Ingredienti per l’impasto:

  • 25 gr di lievito di birra fresco
  • 125 ml di latte freddo
  • 75 gr di zucchero semolato
  • 1 cucchiaio di cardamomo in polvere
  • 1 uovo
  • 325 gr di farina 00
  • 1\2 cucchiaino di sale in fiocchi
  • 100 gr di burro morbido (a pomata)

Ingredienti per la finitura:

  • 1 uovo
  • 1 cucchiaio di acqua o latte
  • 1 pizzico di sale

Ingredienti per la farcitura alle mandorle:

  • 100 gr di mandorle pesate già senza guscio
  • 100 gr di zucchero semolato
  • 100 ml di latte
  • mezzo cucchiaino di cardamomo in polvere

Ingredienti per completare la farcitura:

  • 500 ml di panna fresca
  • 1 cucchiaio di zucchero a velo

Preparazione:

Sbriciolate il lievito di birra fresco nella ciotola della planetaria e versate metà del latte mescolando bene per far sciogliere il lievito. Quando il lievito è completamente sciolto aggiungete la restante parte del latte, l’uovo, metà farina, il cardamomo e lo zucchero e iniziate a impastare con il gancio a uncino della planetaria. Aggiungete poco per volta la farina rimanente e per ultimo il sale. Con la planetaria in funzione alla minima velocità aggiungete poco per volta anche il burro morbido e continuate a impastare per 10/15 minuti.

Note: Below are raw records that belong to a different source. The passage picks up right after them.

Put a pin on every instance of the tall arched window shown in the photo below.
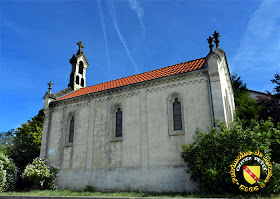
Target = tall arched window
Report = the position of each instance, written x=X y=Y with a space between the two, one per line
x=119 y=123
x=77 y=80
x=175 y=114
x=116 y=123
x=71 y=129
x=177 y=117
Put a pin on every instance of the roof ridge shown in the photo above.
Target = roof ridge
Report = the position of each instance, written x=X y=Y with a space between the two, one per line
x=174 y=69
x=143 y=72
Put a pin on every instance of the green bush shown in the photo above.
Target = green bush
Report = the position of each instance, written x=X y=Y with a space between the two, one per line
x=40 y=174
x=8 y=173
x=209 y=156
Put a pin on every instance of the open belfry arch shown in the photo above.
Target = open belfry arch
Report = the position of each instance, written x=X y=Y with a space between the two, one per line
x=127 y=134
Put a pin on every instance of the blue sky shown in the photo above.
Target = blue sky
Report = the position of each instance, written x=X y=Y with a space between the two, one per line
x=126 y=37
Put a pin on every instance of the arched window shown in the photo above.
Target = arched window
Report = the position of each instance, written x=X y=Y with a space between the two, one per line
x=71 y=129
x=177 y=117
x=175 y=114
x=77 y=79
x=119 y=123
x=116 y=123
x=81 y=67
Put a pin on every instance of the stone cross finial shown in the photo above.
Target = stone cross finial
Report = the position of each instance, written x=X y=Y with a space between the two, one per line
x=50 y=87
x=210 y=41
x=80 y=45
x=216 y=37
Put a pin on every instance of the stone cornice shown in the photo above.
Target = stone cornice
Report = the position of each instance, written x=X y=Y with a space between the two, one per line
x=126 y=91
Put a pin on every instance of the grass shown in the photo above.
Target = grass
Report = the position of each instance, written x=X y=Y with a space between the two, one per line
x=66 y=192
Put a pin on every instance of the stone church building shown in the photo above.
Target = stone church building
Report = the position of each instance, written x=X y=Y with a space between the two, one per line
x=127 y=134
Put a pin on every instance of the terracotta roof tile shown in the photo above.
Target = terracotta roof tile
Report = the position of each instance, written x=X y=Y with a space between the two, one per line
x=162 y=72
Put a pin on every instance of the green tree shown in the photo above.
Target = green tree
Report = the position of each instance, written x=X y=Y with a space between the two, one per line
x=270 y=106
x=246 y=108
x=209 y=156
x=27 y=141
x=6 y=141
x=8 y=173
x=40 y=174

L’impasto sarà appiccicoso e molto idratato, è giusto così, non aggiungete assolutamente farina!

Con l’aiuto di una spatola in silicone togliete l’impasto dal gancio (meglio non toccare l’impasto con le mani) e lasciate riposare per 10/15 minuti coperto con un canovaccio pulito.

Trascorso il periodo di riposo preparate il piano di lavoro infarinandolo leggermente. Aiutandovi con la spatola in silicone rovesciate l’impasto sul piano di lavoro e con le mani leggermente infarinate dividete l’impasto in 9 parti e formate delle palline facendo rotolare l’impasto tra i palmi (guardate il video di Linda per capire bene il movimento da fare).

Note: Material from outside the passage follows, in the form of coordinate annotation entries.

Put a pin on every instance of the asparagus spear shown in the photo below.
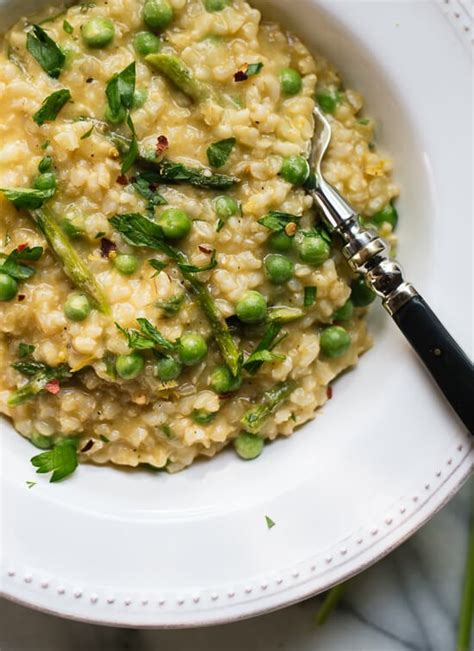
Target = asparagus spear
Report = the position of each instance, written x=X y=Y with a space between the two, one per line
x=224 y=339
x=167 y=171
x=38 y=384
x=141 y=231
x=254 y=418
x=174 y=68
x=73 y=265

Con delicatezza trasferite le palline di impasto su un paio di teglie foderate di carta forno.

Fate lievitare nel forno spento (accendete solo la luce) per 90 minuti.

Mentre l’impasto lievita preparate la farcitura alle mandorle: tostate le mandorle in una padella antiaderente regolando al minimo la fiamma. Dovranno solamente tostarsi leggermente quindi attenzione a non bruciarle. Fate raffreddare, quindi frullatele in un mixer insieme allo zucchero. Quando il composto è abbastanza fine aggiungete anche il latte e il cardamomo. Conservate in frigorifero in una ciotola coperta da pellicola per alimenti.

Trascorso il periodo di lievitazione, togliete le semla dal forno e portatelo a 225°C (così dice il post di Linda, ma se il vostro forno è nuovo o molto potente vi consiglio di ridurre a 200°C per evitare che brucino). Sbattete l’uovo con un cucchiaio di acqua o latte e un pizzico di sale e quando il forno ha raggiunto la temperatura spennellate delicatamente le semla e infornate per 11 – 13 minuti. Dovranno essere ben dorate. Cuocete una teglia per volta. Fate raffreddare su una gratella.

Quando le semla sono fredde tagliate uno strato superficiale e svuotate la mollica con una forchetta. Mescolate la mollica con la crema di mandorle precedentemente preparata. Riempite le cavità con la crema di mandorla. A questo punto montate la panna (senza zucchero oppure con un cucchiaio di zucchero a velo) che dovrà essere ben soda e montata. Trasferite la panna montata in una sac à poche con punta a stella e farcite le semla generosamente. Ricoprite appoggiando delicatamente lo strato tagliato. Spolverizzate con zucchero a velo e servite subito! Meglio consumare subito le semla, se volete preparale in anticipo arrivate fino alla farcitura con la crema di mandorle, al momento di servire completate con la panna montata!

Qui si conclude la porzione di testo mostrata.